1. Start with Simple Algorithms: For discrete action spaces, start with DQN; for continuous action spaces, start with DDPG or SAC.

# For discrete action spaces
if isinstance(env.action_space, neurenix.rl.spaces.Discrete):
    agent = neurenix.rl.agents.DQNAgent(
        observation_space=env.observation_space,
        action_space=env.action_space,
        config={"learning_rate": 0.001, "gamma": 0.99}
    )
# For continuous action spaces
elif isinstance(env.action_space, neurenix.rl.spaces.Box):
    agent = neurenix.rl.agents.SACAgent(
        observation_space=env.observation_space,
        action_space=env.action_space,
        config={"learning_rate": 0.0003, "gamma": 0.99, "tau": 0.005}
    )

1. Consider Sample Efficiency: For tasks with limited samples, use off-policy algorithms like DQN, DDPG, or SAC.

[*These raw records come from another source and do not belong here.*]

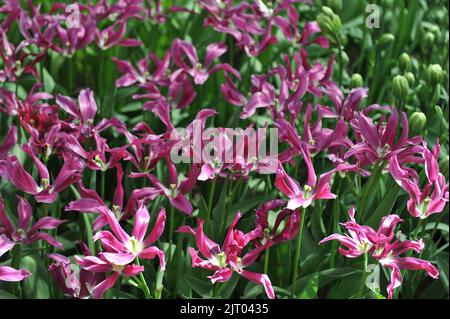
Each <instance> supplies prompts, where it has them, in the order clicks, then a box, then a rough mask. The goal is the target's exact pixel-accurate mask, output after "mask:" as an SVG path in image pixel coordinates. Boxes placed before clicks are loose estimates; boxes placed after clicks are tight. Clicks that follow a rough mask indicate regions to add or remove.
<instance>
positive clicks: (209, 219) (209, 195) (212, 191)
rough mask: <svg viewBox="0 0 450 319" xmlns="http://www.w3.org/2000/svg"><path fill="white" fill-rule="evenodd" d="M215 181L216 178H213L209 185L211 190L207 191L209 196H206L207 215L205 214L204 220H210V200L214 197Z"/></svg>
mask: <svg viewBox="0 0 450 319" xmlns="http://www.w3.org/2000/svg"><path fill="white" fill-rule="evenodd" d="M216 181H217V179H216V178H214V179H213V182H212V185H211V190H210V191H209V198H208V215H206V220H207V221H208V222H209V221H210V220H211V210H212V202H213V199H214V192H215V190H216Z"/></svg>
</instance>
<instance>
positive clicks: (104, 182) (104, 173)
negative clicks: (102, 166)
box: [100, 170, 105, 200]
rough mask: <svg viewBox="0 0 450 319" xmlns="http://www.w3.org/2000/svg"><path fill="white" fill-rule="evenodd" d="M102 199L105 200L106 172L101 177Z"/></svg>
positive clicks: (101, 174)
mask: <svg viewBox="0 0 450 319" xmlns="http://www.w3.org/2000/svg"><path fill="white" fill-rule="evenodd" d="M100 197H101V199H102V200H105V171H103V170H102V172H101V176H100Z"/></svg>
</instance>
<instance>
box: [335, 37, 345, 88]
mask: <svg viewBox="0 0 450 319" xmlns="http://www.w3.org/2000/svg"><path fill="white" fill-rule="evenodd" d="M335 39H336V43H337V46H338V54H339V85H340V86H342V78H343V77H344V64H343V57H342V54H343V53H342V45H341V40H340V39H339V35H338V34H336V35H335Z"/></svg>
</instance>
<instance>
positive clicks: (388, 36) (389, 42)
mask: <svg viewBox="0 0 450 319" xmlns="http://www.w3.org/2000/svg"><path fill="white" fill-rule="evenodd" d="M394 41H395V37H394V36H393V35H392V34H391V33H385V34H383V35H382V36H381V38H380V40H379V42H378V45H379V46H380V48H381V49H385V48H387V47H389V46H390V45H391V44H392V43H394Z"/></svg>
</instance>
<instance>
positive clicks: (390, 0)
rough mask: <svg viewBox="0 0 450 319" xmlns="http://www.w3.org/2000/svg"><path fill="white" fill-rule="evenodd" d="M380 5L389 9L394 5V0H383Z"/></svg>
mask: <svg viewBox="0 0 450 319" xmlns="http://www.w3.org/2000/svg"><path fill="white" fill-rule="evenodd" d="M381 5H382V6H383V8H385V9H390V8H392V7H393V5H394V0H383V1H382V3H381Z"/></svg>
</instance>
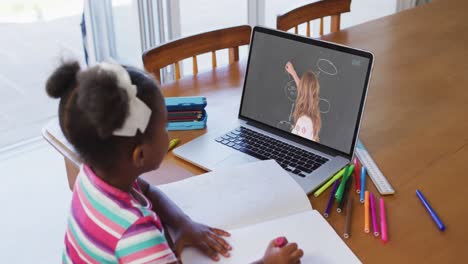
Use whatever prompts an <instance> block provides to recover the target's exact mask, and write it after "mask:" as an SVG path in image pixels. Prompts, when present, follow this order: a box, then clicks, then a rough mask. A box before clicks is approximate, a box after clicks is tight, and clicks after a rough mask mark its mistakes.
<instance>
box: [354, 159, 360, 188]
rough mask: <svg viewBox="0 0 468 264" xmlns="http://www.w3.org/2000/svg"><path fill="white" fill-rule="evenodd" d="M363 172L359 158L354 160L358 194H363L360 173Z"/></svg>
mask: <svg viewBox="0 0 468 264" xmlns="http://www.w3.org/2000/svg"><path fill="white" fill-rule="evenodd" d="M360 172H361V170H360V169H359V161H358V160H357V158H354V184H355V185H356V193H361V178H360V175H359V173H360Z"/></svg>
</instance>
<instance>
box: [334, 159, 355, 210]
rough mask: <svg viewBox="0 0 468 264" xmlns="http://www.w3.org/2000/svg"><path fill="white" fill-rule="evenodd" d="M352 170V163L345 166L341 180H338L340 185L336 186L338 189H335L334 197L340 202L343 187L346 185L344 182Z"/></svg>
mask: <svg viewBox="0 0 468 264" xmlns="http://www.w3.org/2000/svg"><path fill="white" fill-rule="evenodd" d="M353 170H354V165H349V166H347V169H346V172H345V173H344V175H343V180H342V181H341V182H340V186H338V189H337V190H336V193H335V198H336V200H337V201H338V202H340V201H341V199H342V198H343V192H344V187H345V185H346V182H347V181H348V178H349V177H350V176H351V173H352V171H353Z"/></svg>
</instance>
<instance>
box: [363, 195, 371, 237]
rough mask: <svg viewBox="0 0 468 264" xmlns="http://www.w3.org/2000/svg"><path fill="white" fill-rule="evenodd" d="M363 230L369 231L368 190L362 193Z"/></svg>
mask: <svg viewBox="0 0 468 264" xmlns="http://www.w3.org/2000/svg"><path fill="white" fill-rule="evenodd" d="M364 232H366V233H369V232H370V228H369V191H366V192H365V194H364Z"/></svg>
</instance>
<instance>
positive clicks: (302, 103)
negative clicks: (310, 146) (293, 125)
mask: <svg viewBox="0 0 468 264" xmlns="http://www.w3.org/2000/svg"><path fill="white" fill-rule="evenodd" d="M285 69H286V71H287V72H288V73H289V74H290V75H291V76H292V77H293V79H294V82H295V83H296V87H297V97H296V102H295V107H294V112H293V117H294V127H293V129H292V131H291V133H293V134H296V135H299V136H301V137H304V138H307V139H310V140H313V141H316V142H319V133H320V128H321V126H322V119H321V118H320V109H319V92H320V84H319V82H318V80H317V77H316V76H315V73H313V72H312V71H306V72H305V73H304V74H303V75H302V77H301V78H300V79H299V76H298V75H297V73H296V70H295V69H294V66H293V65H292V63H291V62H289V61H288V62H287V63H286V66H285Z"/></svg>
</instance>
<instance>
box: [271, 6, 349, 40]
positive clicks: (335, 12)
mask: <svg viewBox="0 0 468 264" xmlns="http://www.w3.org/2000/svg"><path fill="white" fill-rule="evenodd" d="M350 10H351V0H321V1H314V2H313V3H310V4H307V5H303V6H300V7H298V8H296V9H293V10H291V11H289V12H287V13H284V14H282V15H278V16H277V17H276V28H277V29H279V30H283V31H288V30H291V29H293V28H294V33H295V34H298V31H299V30H298V25H302V24H304V23H307V26H308V29H309V30H310V31H309V30H307V35H308V36H309V35H312V32H311V31H313V30H311V29H310V25H309V24H310V21H314V20H316V19H320V35H323V33H324V30H323V18H324V17H329V16H331V17H332V21H331V23H332V24H333V25H332V27H331V32H336V31H338V30H339V29H340V25H339V24H340V14H342V13H346V12H349V11H350Z"/></svg>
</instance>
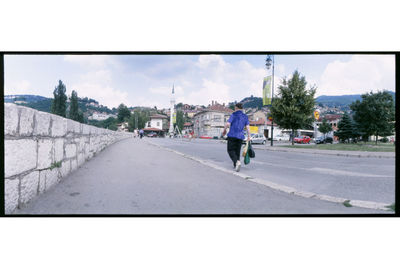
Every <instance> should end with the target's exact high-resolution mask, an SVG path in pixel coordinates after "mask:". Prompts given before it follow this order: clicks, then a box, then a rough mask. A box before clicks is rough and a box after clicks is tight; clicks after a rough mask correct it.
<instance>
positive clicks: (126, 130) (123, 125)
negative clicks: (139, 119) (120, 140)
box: [117, 122, 129, 132]
mask: <svg viewBox="0 0 400 269" xmlns="http://www.w3.org/2000/svg"><path fill="white" fill-rule="evenodd" d="M117 126H118V131H120V132H128V131H129V128H128V127H129V124H128V123H127V122H122V123H118V124H117Z"/></svg>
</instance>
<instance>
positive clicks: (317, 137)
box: [314, 136, 333, 144]
mask: <svg viewBox="0 0 400 269" xmlns="http://www.w3.org/2000/svg"><path fill="white" fill-rule="evenodd" d="M314 142H315V144H326V143H331V144H333V138H332V137H329V136H328V137H325V138H324V137H323V136H320V137H317V138H315V139H314Z"/></svg>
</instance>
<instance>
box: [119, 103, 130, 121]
mask: <svg viewBox="0 0 400 269" xmlns="http://www.w3.org/2000/svg"><path fill="white" fill-rule="evenodd" d="M130 116H131V111H130V110H129V108H128V107H127V106H126V105H124V104H120V105H119V106H118V121H119V122H124V121H127V120H128V119H129V117H130Z"/></svg>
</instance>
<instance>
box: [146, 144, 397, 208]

2. Use Model-Based Methods for Complex Tasks: For complex tasks with sparse rewards, consider model-based methods like MBPO or Dreamer.

Hyperparameter Tuning¶

1. Start with Default Hyperparameters: Begin with the default hyperparameters provided in the documentation.

2. Tune Learning Rate and Batch Size: These are often the most important hyperparameters to tune.

3. Adjust Exploration Parameters: Fine-tune exploration parameters based on the task complexity.

Environment Preprocessing¶

1. Normalize Observations: Normalize observations to improve learning stability.

2. Stack Frames for Partial Observability: Stack consecutive frames for environments with partial observability.

3. Scale Rewards: Scale rewards to improve learning stability.

Tutorials¶

Training a DQN Agent on CartPole¶

import neurenix
import gym
from neurenix.rl.agents import DQNAgent
from neurenix.rl.wrappers import Monitor

# Create environment
env = gym.make("CartPole-v1")
env = Monitor(env, directory="./logs")

# Create agent
agent = DQNAgent(
    observation_space=env.observation_space,
    action_space=env.action_space,
    config={
        "learning_rate": 0.001,
        "gamma": 0.99,
        "epsilon_start": 1.0,
        "epsilon_end": 0.01,
        "epsilon_decay": 0.995,
        "buffer_size": 10000,
        "batch_size": 64,
        "update_frequency": 4,
        "target_update_frequency": 1000,
        "hidden_layers": [64, 64],
        "activation": "relu",
        "optimizer": "adam"
    }
)

# Training loop
num_episodes = 500
max_steps = 500
rewards = []

for episode in range(num_episodes):
    observation, _ = env.reset()
    episode_reward = 0

    for step in range(max_steps):
        # Select action
        action = agent.act(observation, explore=True)

        # Take action
        next_observation, reward, terminated, truncated, _ = env.step(action)
        done = terminated or truncated

        # Store experience
        agent.memory.add(observation, action, reward, next_observation, done)

        # Learn
        if len(agent.memory) > agent.batch_size:
            experiences = agent.memory.sample(agent.batch_size)
            agent.learn(experiences)

        # Update observation
        observation = next_observation
        episode_reward += reward

        # Check if episode is done
        if done:
            break

    # Update target network
    if episode % agent.target_update_frequency == 0:
        agent.update_target_network()

    # Decay epsilon
    agent.epsilon = max(
        agent.epsilon_end,
        agent.epsilon * agent.epsilon_decay
    )

    # Track rewards
    rewards.append(episode_reward)

    # Print progress
    if episode % 10 == 0:
        mean_reward = sum(rewards[-10:]) / 10
        print(f"Episode {episode}, Mean Reward: {mean_reward:.2f}, Epsilon: {agent.epsilon:.2f}")